Arrays

 

Arrays are handled somewhat awkwardly in CORBA. The C++ mapping for the declaration of an array is straight forward. Things are getting a bit more complicated when arrays are being passed around as parameters of operations. Arrays are mapped to the corresponding C++ array definition, which allows the definition of statically-initialized data using the array. If the array element is a string or an object reference, then the mapping uses the same type as for structure members. That is, assignment to an array element will release the storage associated with the old value.

  // IDL
  typedef string V[10];
  typedef string M[1][2][3];

  // C++
  V v1; V_var v2;
  M m1; M_var m2;

  v1[1] = v2[1]; // free old storage, copy
  m1[0][1][2] = m2[0][1][2]; // free old storage, copy

In the above example, the two assignments result in the storage associated with the old value of the left-hand side being automatically released before the value from the right-hand side is copied.

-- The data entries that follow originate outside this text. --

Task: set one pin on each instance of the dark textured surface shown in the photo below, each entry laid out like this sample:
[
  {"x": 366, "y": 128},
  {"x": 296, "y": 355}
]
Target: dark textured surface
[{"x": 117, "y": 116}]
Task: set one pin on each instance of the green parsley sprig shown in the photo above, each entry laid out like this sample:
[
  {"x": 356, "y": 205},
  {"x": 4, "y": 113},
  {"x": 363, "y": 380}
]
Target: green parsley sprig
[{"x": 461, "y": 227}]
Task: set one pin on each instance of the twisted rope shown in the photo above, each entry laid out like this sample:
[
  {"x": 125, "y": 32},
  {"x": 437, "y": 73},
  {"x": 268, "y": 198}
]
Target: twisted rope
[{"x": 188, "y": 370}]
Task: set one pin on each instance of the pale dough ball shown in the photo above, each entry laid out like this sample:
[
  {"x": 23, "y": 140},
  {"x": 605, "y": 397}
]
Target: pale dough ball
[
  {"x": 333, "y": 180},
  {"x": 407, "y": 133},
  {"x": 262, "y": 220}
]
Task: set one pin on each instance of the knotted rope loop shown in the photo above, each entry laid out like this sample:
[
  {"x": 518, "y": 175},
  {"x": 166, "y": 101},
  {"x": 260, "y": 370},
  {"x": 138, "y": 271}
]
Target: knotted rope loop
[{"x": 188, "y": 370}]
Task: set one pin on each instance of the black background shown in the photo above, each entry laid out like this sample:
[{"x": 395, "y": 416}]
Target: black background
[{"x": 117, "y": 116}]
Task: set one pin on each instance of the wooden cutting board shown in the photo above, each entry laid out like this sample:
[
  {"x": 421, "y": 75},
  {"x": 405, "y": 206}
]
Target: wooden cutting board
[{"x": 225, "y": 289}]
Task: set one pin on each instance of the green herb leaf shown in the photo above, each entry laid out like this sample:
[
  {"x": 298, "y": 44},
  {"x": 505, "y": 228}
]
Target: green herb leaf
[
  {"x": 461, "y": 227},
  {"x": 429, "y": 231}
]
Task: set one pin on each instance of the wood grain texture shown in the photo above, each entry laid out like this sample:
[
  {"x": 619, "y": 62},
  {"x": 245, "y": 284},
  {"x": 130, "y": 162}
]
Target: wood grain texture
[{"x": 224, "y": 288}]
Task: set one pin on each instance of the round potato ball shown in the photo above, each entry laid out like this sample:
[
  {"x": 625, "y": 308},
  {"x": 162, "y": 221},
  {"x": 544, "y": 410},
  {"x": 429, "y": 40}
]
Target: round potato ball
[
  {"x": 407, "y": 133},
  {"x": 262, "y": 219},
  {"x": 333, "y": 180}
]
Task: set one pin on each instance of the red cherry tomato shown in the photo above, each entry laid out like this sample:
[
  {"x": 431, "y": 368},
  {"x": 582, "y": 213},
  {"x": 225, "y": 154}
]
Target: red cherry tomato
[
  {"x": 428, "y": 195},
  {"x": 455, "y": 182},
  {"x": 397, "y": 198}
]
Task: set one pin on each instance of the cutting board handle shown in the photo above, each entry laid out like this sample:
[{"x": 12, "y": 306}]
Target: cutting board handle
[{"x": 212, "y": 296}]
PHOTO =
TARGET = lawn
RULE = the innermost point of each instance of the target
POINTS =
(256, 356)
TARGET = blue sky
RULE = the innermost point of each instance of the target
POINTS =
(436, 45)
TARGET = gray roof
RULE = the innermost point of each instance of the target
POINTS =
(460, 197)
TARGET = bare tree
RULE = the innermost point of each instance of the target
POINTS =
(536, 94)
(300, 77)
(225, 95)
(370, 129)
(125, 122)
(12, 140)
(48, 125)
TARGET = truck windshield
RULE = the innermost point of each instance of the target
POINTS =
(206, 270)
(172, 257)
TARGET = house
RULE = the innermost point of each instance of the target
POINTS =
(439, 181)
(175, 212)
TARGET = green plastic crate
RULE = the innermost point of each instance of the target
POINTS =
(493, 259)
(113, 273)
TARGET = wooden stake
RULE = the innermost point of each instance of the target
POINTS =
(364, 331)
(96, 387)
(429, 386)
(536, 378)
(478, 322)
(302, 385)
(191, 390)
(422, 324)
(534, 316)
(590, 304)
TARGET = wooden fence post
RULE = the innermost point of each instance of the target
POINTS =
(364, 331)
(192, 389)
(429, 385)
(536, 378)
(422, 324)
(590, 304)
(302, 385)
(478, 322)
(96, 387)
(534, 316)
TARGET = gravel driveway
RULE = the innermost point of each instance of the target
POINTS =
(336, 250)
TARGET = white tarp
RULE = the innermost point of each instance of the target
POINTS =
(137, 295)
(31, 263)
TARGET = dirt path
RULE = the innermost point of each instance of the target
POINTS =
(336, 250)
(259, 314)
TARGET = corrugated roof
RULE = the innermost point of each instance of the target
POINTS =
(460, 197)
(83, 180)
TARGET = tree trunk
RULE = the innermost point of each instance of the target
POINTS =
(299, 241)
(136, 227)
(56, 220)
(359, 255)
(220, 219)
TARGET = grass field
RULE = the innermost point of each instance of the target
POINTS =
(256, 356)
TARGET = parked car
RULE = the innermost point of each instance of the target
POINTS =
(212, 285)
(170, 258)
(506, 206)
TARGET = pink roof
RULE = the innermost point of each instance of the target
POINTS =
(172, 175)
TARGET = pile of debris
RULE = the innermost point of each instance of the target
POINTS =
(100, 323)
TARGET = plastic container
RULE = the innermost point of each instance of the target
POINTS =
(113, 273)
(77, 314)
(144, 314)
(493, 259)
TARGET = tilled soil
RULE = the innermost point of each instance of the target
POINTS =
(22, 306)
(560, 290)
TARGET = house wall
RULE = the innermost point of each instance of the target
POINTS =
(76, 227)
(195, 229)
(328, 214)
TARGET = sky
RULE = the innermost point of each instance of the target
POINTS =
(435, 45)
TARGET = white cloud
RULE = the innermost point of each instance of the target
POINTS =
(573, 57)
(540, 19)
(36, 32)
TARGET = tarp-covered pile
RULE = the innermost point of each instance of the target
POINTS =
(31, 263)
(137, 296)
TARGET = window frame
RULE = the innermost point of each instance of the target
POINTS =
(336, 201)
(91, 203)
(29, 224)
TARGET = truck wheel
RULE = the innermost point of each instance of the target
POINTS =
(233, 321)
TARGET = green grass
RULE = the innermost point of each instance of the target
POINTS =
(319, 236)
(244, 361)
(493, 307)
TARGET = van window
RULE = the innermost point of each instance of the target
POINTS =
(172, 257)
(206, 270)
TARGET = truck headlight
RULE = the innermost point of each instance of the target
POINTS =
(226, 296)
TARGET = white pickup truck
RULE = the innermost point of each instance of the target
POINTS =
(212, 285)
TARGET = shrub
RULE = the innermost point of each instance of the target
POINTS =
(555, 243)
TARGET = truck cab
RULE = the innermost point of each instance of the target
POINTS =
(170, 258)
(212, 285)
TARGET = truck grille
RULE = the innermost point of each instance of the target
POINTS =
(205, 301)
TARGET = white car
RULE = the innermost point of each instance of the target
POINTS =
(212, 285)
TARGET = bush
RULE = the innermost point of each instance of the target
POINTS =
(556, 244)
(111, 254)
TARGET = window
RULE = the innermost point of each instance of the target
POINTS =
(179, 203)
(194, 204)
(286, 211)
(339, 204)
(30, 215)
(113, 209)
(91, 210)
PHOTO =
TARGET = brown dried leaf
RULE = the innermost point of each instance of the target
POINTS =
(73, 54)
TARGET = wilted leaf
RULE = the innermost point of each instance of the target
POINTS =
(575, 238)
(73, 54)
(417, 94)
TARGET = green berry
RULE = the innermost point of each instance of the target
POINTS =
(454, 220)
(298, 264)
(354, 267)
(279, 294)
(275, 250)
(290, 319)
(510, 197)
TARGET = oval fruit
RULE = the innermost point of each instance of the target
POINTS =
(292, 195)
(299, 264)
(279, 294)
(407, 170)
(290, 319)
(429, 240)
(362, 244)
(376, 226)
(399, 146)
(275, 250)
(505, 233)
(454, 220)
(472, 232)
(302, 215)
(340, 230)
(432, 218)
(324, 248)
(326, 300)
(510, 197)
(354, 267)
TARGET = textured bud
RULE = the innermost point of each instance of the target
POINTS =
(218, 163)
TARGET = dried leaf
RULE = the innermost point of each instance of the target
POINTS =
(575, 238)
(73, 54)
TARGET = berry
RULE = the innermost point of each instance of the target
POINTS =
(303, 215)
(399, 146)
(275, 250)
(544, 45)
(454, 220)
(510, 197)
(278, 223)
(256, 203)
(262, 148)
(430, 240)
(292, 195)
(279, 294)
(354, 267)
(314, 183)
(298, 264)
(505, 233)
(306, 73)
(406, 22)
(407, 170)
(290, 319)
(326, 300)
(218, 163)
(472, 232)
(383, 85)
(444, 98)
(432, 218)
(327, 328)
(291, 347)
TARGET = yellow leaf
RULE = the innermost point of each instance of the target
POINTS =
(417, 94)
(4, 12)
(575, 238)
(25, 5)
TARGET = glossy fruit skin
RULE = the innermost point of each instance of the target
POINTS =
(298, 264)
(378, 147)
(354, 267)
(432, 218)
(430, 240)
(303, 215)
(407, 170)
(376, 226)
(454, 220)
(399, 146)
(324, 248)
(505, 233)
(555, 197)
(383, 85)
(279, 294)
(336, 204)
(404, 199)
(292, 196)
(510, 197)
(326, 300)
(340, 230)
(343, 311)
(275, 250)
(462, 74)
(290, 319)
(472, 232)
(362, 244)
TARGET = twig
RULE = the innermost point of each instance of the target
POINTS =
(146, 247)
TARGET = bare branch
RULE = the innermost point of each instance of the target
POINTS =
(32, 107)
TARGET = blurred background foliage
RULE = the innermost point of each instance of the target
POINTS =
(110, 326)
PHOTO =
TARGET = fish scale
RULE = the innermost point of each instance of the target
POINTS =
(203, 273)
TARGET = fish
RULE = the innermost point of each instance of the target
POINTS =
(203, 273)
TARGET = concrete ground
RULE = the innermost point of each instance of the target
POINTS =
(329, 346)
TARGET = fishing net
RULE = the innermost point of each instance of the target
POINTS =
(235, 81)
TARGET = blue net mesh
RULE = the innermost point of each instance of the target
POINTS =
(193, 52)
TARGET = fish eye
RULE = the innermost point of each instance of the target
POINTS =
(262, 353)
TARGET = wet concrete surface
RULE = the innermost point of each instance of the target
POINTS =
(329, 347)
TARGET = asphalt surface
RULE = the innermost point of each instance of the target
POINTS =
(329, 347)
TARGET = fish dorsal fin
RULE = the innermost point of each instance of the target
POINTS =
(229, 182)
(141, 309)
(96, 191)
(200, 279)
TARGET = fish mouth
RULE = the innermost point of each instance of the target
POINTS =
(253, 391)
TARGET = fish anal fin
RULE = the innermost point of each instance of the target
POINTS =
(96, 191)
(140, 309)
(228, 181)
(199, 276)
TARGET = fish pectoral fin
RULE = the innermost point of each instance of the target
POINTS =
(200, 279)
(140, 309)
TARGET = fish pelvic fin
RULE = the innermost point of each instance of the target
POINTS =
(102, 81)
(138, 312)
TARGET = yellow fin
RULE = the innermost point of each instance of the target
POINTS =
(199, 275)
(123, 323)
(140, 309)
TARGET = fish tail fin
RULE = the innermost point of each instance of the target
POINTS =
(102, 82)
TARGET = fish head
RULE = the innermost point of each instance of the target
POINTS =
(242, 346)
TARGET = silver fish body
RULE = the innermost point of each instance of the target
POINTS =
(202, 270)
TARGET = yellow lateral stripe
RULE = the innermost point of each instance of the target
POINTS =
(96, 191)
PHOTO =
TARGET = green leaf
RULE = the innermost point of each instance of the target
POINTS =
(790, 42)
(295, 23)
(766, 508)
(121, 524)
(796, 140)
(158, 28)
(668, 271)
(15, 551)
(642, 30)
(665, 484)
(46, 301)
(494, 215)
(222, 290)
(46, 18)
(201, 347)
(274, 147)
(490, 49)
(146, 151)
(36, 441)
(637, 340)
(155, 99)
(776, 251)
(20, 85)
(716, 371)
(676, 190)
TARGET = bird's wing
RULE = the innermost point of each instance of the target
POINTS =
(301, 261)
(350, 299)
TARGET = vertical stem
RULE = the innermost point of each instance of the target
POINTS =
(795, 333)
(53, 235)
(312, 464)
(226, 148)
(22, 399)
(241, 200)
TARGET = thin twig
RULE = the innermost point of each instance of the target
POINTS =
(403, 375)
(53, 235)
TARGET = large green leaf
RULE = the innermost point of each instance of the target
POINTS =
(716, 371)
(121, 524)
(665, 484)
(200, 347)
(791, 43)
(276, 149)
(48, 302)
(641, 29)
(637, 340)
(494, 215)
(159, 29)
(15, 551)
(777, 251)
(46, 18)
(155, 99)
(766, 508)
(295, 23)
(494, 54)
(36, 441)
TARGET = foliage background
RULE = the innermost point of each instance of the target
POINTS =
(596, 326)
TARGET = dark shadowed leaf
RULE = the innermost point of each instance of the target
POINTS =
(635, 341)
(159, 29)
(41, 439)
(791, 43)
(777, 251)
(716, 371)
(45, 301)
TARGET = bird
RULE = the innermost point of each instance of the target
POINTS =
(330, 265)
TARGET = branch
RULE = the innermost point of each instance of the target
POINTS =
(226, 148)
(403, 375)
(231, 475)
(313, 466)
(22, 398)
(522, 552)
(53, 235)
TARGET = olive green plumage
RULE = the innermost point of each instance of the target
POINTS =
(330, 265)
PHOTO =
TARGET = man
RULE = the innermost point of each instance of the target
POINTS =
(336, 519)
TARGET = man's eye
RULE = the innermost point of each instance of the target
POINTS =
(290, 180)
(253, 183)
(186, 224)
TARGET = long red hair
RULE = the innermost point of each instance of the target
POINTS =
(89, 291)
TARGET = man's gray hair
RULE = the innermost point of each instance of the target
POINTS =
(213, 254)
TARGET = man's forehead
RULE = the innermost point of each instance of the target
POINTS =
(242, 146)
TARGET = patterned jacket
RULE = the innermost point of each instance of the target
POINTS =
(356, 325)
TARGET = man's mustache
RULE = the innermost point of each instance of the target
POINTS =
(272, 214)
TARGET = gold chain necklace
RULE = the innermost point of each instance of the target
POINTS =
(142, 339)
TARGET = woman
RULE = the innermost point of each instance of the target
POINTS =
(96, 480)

Because arrays are mapped into regular C++ arrays, they present special problems for the type-safe Any mapping described in [16.14]. To facilitate their use with the type Any, MICO also provides for each array type a distinct C++ type whose name consists of the array name followed by the suffix _forany. Like Array_var types, Array_forany types allow access to the underlying array type. The interface of the Array_forany type is identical to that of the Array_var type.

  // IDL
  typedef string V[10];

  // C++
  V_forany v1, v2;
  v1[0] = ...;  // Initialize array

  CORBA::Any any;
  any <<= v1;
  any >>= v2;   // v1 and v2 now have identical contents

Besides the Array_forany mapping the CORBA standard also describes a mapping for an array slice. A slice of an array is an array with all the dimension of the original but the first. Output parameters and results are handled via pointers to array slices. The array slice is named like the array itself plus appending the suffix _slice. For the declaration of type M in the example above, the IDL compiler would generate the following type definition:

  // Generated by IDL compiler, C++
  typedef M M_slice[2][3];

Let's consider the following IDL specification (see also mico/test/idl/18):

  // IDL
  // Note: long_arr is an array of fixed length data type
  typedef long long_arr[ 10 ];

  // Note: SS is an array of variable data type
  typedef string SS[ 5 ][ 4 ];

  interface foo {
    SS bar( in SS x, inout SS y, out SS z, out long_arr w );
  };

The implementation of interface foo will look like this:

class foo_impl : virtual public foo_skel
{
  //...
  SS_slice* bar( const SS ss1, SS ss2, SS_slice*& ss3, long_arr arr )
  {
    //...
    ss3 = SS_alloc();
    SS_slice *res = SS_alloc();
    return res;
  };
};

Note that the result value of the operation bar is a pointer to an array slice. Output parameters where the type is an array to a variable length data type, are handled via a reference to a pointer of an array slice. In order to facilitate memory management with array slices, the CORBA standard prescribes the usage of special functions defined at the same scope as the array type. For the array SS, the following functions will be available to a program:

  // C++
  SS_slice *SS_alloc();
  SS_slice *SS_dup( const SS_slice* );
  void SS_free( SS_slice * );

The SS_alloc function dynamically allocates an array, or returns a null pointer if it cannot perform the allocation. The SS_dup function dynamically allocates a new array with the same size as its array argument, copies each element of the argument array into the new array, and returns a pointer to the new array. If allocation fails, a null pointer is returned. The SS_free function deallocates an array that was allocated with SS_alloc or SS_dup. Passing a null pointer to SS_free is acceptable and results in no action being performed.